Reputation: 651
This may be an easy process, but has been confusing me. Let's say I have the following df:
import pandas as pd
# creating a DataFrame
df = pd.DataFrame({'col1' :['A', 'B', 'B', 'C'],
'col2' :['B', 'A', 'B', 'H'],
'col3' :['', '', '', ''],
'val' :['','','','']})
print(df)
col1 col2 col3 val
0 A B
1 B A
2 B B
3 C H
Now I wanna identify empty columns and drop them. Here is what I am doing:
empty_cols = [col for col in df if df[col].isnull().all()]
print(empty_cols)
[]
False
which returns [] and False. Am I making a mistake somewhere here?
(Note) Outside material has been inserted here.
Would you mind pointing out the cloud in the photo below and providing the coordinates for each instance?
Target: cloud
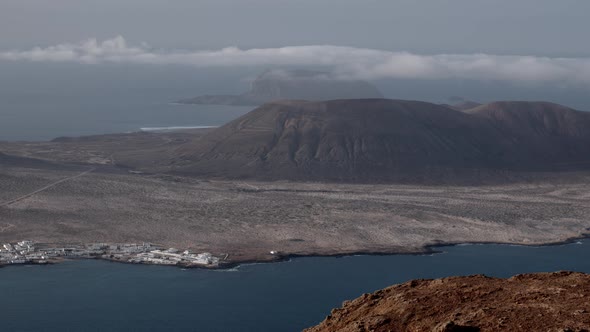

Thanks!
Upvotes: 1
Views: 2277
Reputation: 38
I guess, you need to check ''
instead of isnull()
, because, null is None in Python, but you have just empty stings, so they are not None.
P.S my code to detect and drop.
empty = [df[col].name for col in df if not df[col].all()]
df = df.drop(empty, axis=1)
Upvotes: 1
Reputation: 888
You could try this
empty = []
for col in df.columns:
if df[col].sum() == "":
empty.append(col)
Alternatively like this, if you want a one liner:
empty = [col for col in df if df[col].sum() == ""]
Upvotes: 2
Reputation: 41
If by "empty" you mean and string with no charatchers like '', then you can chek for that instead of null values
empty_cols = [col for col in df if df[col].str.contains('').all()]
Upvotes: 1